“Speak low!—oh! speak low, for your life!” cried Peggy, in a whisper. “If he knowed I let you into this house he would murder me!”

“I should like to see him try,” said Horace, grimly, with a smile over the fantastic idea; that, indeed, would be a better mode of removing this hindrance than any expedient he could devise. “He hates me so, does he?” he added, with a white smile of enmity. He was glad to hear of it—it spurred him to a passionate emulation in that unnatural art.

“’Tis himsel’ he hates and mortifies—the Lord forgive him!” cried Peggy. “Eyeh, Master Horry, if you knowed the wreck and the ruin that the devil, and pride, and ill-will have made of that man!”

“I daresay he has not much pleasure in his life?” said Horace, half interrogatively.

“Pleasure! I’m the auldest friend he has in this world, though I’m but a servant,” said Peggy, her eyes dilating still more with tears, which did not flow, but only reddened and expanded the limits which they filled; “but there’s scarce an hour in the day, nor a day in the year, but I would see him die sooner than live as he’s living now.”

“You speak,” said Horace, playing with his own self-terror, and turning a pale, ominous look upon her, before which she shrank instinctively, “as if you thought it would be a charity to rid him of his life.”
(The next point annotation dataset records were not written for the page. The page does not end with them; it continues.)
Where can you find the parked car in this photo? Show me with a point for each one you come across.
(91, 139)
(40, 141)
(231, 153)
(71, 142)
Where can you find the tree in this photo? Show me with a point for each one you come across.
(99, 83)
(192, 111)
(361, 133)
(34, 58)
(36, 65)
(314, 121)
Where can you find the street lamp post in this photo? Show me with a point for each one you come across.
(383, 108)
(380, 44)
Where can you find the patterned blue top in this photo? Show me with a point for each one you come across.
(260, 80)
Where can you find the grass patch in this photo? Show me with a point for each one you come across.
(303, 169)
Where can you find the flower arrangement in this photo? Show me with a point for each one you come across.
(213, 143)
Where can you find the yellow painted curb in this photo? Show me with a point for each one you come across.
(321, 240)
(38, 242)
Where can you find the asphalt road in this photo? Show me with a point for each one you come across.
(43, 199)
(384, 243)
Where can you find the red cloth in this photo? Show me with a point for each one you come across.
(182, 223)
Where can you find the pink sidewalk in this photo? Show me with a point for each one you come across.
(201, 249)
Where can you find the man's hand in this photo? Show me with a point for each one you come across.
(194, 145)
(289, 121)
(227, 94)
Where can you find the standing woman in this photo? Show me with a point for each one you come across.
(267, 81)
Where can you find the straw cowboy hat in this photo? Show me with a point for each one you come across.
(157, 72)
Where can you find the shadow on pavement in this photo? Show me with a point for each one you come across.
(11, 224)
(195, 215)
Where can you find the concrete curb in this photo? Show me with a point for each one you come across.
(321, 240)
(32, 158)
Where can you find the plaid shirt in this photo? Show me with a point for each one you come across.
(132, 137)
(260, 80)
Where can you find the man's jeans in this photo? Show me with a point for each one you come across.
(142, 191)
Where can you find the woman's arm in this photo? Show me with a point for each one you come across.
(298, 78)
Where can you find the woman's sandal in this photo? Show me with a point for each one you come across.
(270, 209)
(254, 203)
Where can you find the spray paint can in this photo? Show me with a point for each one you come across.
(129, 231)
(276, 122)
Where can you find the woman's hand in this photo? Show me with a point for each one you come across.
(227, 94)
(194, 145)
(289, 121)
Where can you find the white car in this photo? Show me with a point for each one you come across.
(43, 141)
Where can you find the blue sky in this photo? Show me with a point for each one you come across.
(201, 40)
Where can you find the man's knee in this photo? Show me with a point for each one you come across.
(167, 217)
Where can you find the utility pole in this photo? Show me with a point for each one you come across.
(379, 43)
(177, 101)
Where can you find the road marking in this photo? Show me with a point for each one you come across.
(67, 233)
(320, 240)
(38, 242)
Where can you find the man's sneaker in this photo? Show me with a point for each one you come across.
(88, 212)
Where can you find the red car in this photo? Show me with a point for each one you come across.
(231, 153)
“Eh, Mr. Horry?—the Lord forgive ye! Would you put such an accursed thought on me?” cried Peggy, with an ebullition of violence as tearful and faltering as her kindness. “God help us, master and servant, two lone people, without comfort in this world! But it would be a new sight, and a strange sight, to see comfort come from you.”

“Why, Peggy, you said as much,” said Horace, with momentary weakness.

“Then, I tell you, sir, murder’s no charity,” said Peggy, sharply. “I’ve little pleasure in my life by what I had in my young days, but I would have died more cheerful then nor now; and the master takes grit care, moor care nor I ever knew him take before, of his health and strength, as behoves a man at his time of life. He’s aye at his medicine-chest off and on; and has the doors bolted and pistols in his room, for fear of robbers, though I’m aye saying there’s no robbers like to come here. He’s afflicted his flesh in the times that are past, but he’s a careful liver now.”

“That he may keep me a little longer out of my inheritance,” said Horace, between his teeth.